За все это прежняя Европа и отворотилась от английской живописи, за все это и признала ее бездарною. Но в тогдашнем презрении ко всему, что не было греческою ходулею и римскою хламидою, Европа XVIII века пропустила мимо глаз всю жизненную правду и красоту, заключенную в английских портретах. В них не было ничего героического и театрального, от них не пахло ни трагедией, ни одой; понятно, что они должны были казаться малозначащими. Правда и натуральность ни для кого еще не были тогда драгоценными качествами; но именно от этого, между тем как в других странах искусство все более и более гибло, задыхаясь в добровольных кандалах фальшивого классицизма, в Англии оно, втихомолку и незаметно для других, крепло и распускалось на здоровых корнях. В английских портретах прошлого века нет, конечно, творчества, нет создающей фантазии, но есть все, что служит им главной основой: верное наблюдение человеческой природы, вникание в жизнь и характер, стремление передавать их во всей правде и глубине. А всего этого, не только в портретах, но и вообще в живописи того времени, нигде вне Англии не было. Зато эти портреты займут одну из видных страниц в истории искусства, и в то время, как современные им картины остальной Европы останутся везде в галереях лишь памятниками печальных заблуждений эпохи и странного искажения человеческих понятий, английские портреты никогда не перестанут блистать глубокой правдой и характерностью, поэзией красок, чудесною игрою тонов. На всемирной выставке не было портретов, которые могли бы стать в сравнение со старыми английскими. В них торжество европейского художества за три последние столетия, и если им еще далеко до созданий великих портретистов прежней Италии и Нидерландов, то все-таки они одни идут после них, без всяких соперников. Быть может, им одного недоставало, чтоб стать еще выше того: недоставало, чтоб сама эпоха заключала более художественных элементов и была бы менее одностороння. Эпоха, когда явились на свет те портреты, была эпохой придворного аристократства в полнейшем его развале. Искусство не существовало еще для всего народа, оно служило только роскошью небольшому кружку баричей и придворных, но служило, еще более, гордому чванству, чем эстетической потребности. В Англии это выходило, быть может,
Наша русская школа прежнего времени представляет то же самое зрелище. Она тоже пробовала все сюжеты, все роды, но точно так же, как английская, доказала свою неспособность к каждому из них и вместе полнейшую неспособность к творчеству. Мадонны и святые, исторические сцены и мифология, все попали под ее кисть, но это было не больше как маскарад, где наши художники примеривали на себе всевозможные чужие, давно уже отношенные другими платья, но где не сверкнуло ни своей мысли, ни формы. Печально глядеть, как эти картины, рядом с достигнутым до известной степени владением средствами искусства, заключили одни лишь чужие мотивы и задачи, либо отличаются совершенным отсутствием внутреннего содержания. Не раз подумаешь, что если только на это должны были потратиться долгие годы школы, усилий и трудов, то лучше бы им обратиться на какое-нибудь ремесло, а не на художество: наверное, в достигнутых результатах вышло бы на сто раз больше пользы, дела, нужного и важного для всего общества.
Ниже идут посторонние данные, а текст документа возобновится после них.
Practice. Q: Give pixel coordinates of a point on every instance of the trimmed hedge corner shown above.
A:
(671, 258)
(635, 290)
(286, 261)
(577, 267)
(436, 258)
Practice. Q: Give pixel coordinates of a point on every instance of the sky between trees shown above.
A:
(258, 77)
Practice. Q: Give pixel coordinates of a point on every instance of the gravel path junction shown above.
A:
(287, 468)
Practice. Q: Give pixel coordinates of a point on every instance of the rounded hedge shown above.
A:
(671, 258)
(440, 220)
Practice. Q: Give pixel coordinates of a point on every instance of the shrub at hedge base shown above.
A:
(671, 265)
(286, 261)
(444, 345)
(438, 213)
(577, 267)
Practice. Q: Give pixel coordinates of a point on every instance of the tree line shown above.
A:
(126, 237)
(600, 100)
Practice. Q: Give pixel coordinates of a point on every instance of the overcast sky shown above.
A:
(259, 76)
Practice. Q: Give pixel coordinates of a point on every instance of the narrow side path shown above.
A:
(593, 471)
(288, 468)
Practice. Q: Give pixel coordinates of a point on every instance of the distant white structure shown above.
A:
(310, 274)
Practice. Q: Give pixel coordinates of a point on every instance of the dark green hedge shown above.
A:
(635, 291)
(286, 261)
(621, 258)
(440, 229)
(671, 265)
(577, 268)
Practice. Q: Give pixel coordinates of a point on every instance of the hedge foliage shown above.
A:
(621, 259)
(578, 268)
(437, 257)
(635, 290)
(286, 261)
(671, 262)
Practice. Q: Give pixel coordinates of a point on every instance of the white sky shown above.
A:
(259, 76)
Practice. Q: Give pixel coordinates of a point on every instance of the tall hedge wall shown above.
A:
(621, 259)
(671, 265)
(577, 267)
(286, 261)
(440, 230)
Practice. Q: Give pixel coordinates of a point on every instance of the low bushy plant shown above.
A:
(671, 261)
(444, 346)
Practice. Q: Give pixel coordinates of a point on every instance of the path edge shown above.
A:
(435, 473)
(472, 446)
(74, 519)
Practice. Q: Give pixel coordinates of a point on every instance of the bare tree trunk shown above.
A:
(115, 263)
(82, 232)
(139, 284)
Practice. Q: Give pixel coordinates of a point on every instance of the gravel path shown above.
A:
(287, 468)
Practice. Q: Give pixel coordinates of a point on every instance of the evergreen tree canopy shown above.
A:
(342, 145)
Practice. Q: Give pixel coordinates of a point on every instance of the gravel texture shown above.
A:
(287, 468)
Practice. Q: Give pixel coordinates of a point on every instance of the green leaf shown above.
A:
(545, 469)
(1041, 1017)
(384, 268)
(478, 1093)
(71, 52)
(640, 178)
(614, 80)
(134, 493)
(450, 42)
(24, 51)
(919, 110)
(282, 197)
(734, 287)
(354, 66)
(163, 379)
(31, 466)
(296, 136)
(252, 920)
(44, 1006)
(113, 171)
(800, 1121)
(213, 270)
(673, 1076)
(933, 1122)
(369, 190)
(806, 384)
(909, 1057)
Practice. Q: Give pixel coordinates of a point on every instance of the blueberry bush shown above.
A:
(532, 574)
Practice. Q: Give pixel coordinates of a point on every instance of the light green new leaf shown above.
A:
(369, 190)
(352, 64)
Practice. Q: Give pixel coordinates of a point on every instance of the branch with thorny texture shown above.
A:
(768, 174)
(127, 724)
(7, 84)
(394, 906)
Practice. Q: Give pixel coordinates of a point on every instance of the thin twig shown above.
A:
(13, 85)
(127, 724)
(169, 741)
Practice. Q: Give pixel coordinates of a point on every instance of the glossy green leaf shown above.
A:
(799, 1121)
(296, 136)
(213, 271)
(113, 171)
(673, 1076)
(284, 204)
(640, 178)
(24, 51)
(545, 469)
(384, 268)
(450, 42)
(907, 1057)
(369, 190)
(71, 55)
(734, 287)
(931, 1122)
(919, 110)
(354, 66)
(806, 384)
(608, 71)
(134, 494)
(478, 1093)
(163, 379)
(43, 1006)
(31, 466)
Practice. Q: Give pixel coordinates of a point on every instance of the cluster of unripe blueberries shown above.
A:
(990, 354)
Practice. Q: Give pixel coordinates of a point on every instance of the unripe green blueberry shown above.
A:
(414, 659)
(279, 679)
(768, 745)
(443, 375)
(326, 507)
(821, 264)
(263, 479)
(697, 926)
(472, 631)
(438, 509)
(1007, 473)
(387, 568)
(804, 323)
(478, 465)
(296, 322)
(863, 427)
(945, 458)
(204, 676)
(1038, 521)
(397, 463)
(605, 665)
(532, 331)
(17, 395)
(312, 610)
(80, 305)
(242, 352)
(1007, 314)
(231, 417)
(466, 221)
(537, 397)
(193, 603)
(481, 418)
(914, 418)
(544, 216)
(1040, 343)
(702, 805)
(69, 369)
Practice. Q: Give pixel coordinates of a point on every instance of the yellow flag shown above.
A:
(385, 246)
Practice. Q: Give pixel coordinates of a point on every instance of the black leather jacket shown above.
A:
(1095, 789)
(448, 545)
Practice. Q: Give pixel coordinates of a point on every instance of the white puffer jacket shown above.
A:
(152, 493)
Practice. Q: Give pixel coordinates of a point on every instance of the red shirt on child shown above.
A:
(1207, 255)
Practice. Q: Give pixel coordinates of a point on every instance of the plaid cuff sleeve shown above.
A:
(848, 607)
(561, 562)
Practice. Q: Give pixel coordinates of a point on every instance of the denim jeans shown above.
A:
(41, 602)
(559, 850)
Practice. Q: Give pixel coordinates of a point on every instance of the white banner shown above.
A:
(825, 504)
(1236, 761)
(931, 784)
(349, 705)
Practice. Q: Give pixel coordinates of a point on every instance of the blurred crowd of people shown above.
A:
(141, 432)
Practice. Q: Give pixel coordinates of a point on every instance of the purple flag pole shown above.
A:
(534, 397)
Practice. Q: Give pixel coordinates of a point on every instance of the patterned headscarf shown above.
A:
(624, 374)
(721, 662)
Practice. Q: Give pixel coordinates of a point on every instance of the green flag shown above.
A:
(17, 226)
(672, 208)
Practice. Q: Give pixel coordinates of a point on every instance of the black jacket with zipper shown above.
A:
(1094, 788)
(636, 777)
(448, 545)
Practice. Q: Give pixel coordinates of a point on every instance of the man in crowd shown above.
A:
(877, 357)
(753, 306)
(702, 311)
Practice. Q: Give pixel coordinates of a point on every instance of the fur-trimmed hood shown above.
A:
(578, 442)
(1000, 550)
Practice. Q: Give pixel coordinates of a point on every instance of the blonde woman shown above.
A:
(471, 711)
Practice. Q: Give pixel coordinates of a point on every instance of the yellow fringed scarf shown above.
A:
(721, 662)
Как и в английской школе, лучшее, что произведено прежними периодами нашего искусства, это портреты. Здесь мы доказали и свое постижение реальных форм, и понимание характеров, и живую способность к красотам краски. Но, подобно английской же школе, наша галерея портретов есть галерея аристократических личностей разных царствований; все наши талантливые портретисты воспроизводили один только титулованный, высший круг общества, позабыв об остальных и ничуть не заботясь о них: начиная от средины прошлого века и опускаясь даже за первую четверть нынешнего, между нашими портретами только и встречаешь что аристократок-дам и аристократов-кавалеров. Это те же лорды и леди английской школы. От екатерининского времени нам остались портреты только баричей в дорогих кафтанах и с золотыми табакерками, только фрейлин и княжен, протянувших свои полные барские ручки к арфе или электрической машине, или приподнимающих в придворном балете свои пастушеские юбочки и ножки перед напудренными пастушками — камер-юнкерами. От первых 30-х или 40-х годов нашего века останутся лишь портреты генералов с толстыми эполетами и значительною миною; князей в боярском кафтане или форменном мундире; знатных дам с опахалами одалисок в руках или затаенною в глазах жаждою походить на французскую герцогиню; художников, глядящих Вандейками-аристократами; чиновников, глядящих министрами. Много тут разлито во всем красоты формы и краски, но главнее и того, и другого проступает везде высокомерное чванство оригиналов и потворство этой несчастной страсти со стороны художников-портретистов. Редко-редко переданы вся многообъемлющая правда, вся безыскусственность простой жизни: лишь иной только раз художник решался представить своего отца, родственника, приятеля, знакомого, в их вседневной, всегдашней фигуре и образе, без прикрасы и возвеличения. Кисть художника казалась слишком драгоценною, чтоб тратить ее на простых, обыкновенных людей, и, как в Англии прошлого века, достойны ее были, в прежнее время у нас, одно барство и знатность рода.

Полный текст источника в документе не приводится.